HONG KONG (Reuters) - Chinese telecoms equipment group ZTE Corp said on Friday it has won a further reprieve to Feb. 27 on export restrictions that were imposed on the company by the U.S. government.
In March, the U.S. Commerce Department hit ZTE with some of the toughest-ever U.S. export restrictions for allegedly breaking sanctions against Iran but has since issued temporary reprieves on the curbs.
The latest reprieve comes after ZTE said this week it had appointed Matthew Bell as its new chief export compliance officer based in the United States.
If imposed, a ban for U.S. component makers and software firms to do business with ZTE could cut off much of the Chinese network equipment and smartphone maker’s supply chain.

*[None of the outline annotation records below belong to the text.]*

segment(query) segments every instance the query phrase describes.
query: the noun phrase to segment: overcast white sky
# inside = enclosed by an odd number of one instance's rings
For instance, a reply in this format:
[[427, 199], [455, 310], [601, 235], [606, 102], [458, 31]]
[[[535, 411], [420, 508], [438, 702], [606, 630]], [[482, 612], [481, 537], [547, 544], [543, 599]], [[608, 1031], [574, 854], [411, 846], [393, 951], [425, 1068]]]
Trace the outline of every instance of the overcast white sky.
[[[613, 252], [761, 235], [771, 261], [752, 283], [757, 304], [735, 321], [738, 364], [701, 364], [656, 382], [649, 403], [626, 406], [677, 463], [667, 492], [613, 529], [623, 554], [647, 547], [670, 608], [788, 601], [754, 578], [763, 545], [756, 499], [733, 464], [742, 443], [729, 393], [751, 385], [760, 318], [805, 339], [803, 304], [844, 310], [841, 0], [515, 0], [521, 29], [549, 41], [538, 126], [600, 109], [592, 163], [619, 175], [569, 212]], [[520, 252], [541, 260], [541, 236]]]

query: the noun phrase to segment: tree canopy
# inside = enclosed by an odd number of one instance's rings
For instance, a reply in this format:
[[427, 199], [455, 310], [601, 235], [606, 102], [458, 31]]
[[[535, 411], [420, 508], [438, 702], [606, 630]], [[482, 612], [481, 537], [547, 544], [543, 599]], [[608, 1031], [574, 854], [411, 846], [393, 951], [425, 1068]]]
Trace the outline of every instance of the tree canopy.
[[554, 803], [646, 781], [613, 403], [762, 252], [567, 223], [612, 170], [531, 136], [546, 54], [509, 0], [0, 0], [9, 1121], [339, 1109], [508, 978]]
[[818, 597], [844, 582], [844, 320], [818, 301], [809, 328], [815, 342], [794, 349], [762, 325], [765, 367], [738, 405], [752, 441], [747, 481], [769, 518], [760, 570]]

ZTE’s Hong Kong shares closed down 1.9 percent on Friday and is down 35 percent for the year to date due to uncertainty over the export restrictions.
UOB Kay Hian (Hong Kong) analyst Cindy Lam said the key catalyst for the stock would be a permanent removal of the ban, which will likely result in a small one-off penalty payment for ZTE.
Speculation arose earlier this year that ZTE might switch to non-U.S. component suppliers after the ban, but the fact that it was continuing to source chipsets from Qualcomm Inc was proof to some analysts such as Lam that ZTE was not switching suppliers and would work toward getting the ban lifted.
“There’s a high chance that there will be a permanent removal of the US export restriction,” Lam said in an email.
ZTE said it will continue to cooperate with the relevant U.S. government departments to reach a final solution on the matter and strictly comply with relevant U.S. laws.